The boat pose is the perfect pose for burning away stubborn belly fat and strengthening the hip flexors and spine.

This is one of the more challenging poses on this list due to the constant work of the stabilizer muscles to keep balance and proper posture.

As a result, you can expect to get a nice sweat with this calorie-burning workout.


How to: Sit on the floor with your knees bent and feet flat in front of you. Place your hands on the sides of your hips for balance. Focus on keeping your spine aligned and straight and lean back slightly. From here, lift your feet and elevate your legs almost as if to make a V like shape. You should be trying to open your chest without compromising your form, press your shoulders back into your spine and keep your palms facing forward. Maintain the balance on your butt and really focus on your breathe, then descend back down to the starting position slowly. 

4. Pyramid Pose

The pyramid pose is another challenging and intense pose that requires complete concentration to maintain balance.

You will feel a stretch in your hamstrings, back, chest, hips, and shoulders simultaneously.
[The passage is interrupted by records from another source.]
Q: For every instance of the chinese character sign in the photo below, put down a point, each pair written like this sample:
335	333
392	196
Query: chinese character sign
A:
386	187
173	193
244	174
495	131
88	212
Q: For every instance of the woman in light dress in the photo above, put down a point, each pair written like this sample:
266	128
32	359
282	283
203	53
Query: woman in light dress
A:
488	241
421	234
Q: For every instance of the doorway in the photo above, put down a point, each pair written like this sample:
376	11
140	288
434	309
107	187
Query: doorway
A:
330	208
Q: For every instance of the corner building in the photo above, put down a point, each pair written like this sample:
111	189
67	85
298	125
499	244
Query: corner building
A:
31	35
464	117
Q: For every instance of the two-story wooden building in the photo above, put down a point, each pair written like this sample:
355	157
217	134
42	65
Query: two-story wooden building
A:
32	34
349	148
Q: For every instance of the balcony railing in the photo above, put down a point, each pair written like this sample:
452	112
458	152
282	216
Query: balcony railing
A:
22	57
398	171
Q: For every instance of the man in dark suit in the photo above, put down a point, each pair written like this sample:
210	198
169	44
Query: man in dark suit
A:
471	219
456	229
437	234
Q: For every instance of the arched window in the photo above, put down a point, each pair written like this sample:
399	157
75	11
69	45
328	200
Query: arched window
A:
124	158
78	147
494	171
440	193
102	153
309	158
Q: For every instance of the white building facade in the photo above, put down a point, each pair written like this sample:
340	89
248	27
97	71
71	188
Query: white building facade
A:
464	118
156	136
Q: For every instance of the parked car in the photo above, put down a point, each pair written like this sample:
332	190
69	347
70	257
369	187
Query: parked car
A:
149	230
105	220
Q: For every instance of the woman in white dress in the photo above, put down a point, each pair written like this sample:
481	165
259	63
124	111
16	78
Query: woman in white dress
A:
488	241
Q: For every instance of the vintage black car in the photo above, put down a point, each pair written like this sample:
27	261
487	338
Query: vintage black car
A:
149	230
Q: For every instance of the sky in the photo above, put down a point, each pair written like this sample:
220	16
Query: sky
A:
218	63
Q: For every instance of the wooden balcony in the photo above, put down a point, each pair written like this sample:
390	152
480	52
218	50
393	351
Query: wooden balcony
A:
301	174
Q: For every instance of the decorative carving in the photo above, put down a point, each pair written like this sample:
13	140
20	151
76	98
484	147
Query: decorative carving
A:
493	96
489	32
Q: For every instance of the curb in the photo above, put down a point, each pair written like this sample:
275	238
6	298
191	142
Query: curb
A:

As a result, it will build posture and release stress in the shoulder joints.

A movement like this can ease tension and give you a comforting sense of peace after it’s complete.

How to: Your starting position will be in a mountain pose with your legs spread out and your arms extended horizontally. Place one foot behind you, turning your toes out laterally at a 45-degree angle. From here you will inhale and bend over forward through your hips and extend your torso over your leading leg. Make sure to maintain a straight back with an aligned posture throughout the entirety of the movement. Hold this pose for a bit and focus on your breathing, take slow deep breaths and feel free to close your eyes and really focus on the current moment. When your done return to the original stance and alternate legs.

5. Warrior 2 Pose

The warrior 2 pose enhances your strength, stability, and concentration.

It helps to stretch your legs, groin, shoulders, and arms all at the same time.

With this pose, you will begin to notice see an increase in your breathing capacity and blood circulation throughout your body.

The warrior 2 pose will help improve concentration and allow you to really embrace being in the moment as you hone in a gaze in front of you.


How to: Your starting position will be in Mountain pose. From here you will use one foot and place it behind your other foot. It should be parallel with the heel of your leading foot. Place your body weight on your back foot to avoid losing your proper posture. Your arms should be extended alongside your body, from here you will raise them up making them parallel with the floor. Now bend your torso into your leading leg directly over that ankle. Press your tailbone under, opening up your pelvis. Keep your core contracted throughout the movement and focus on your breathing.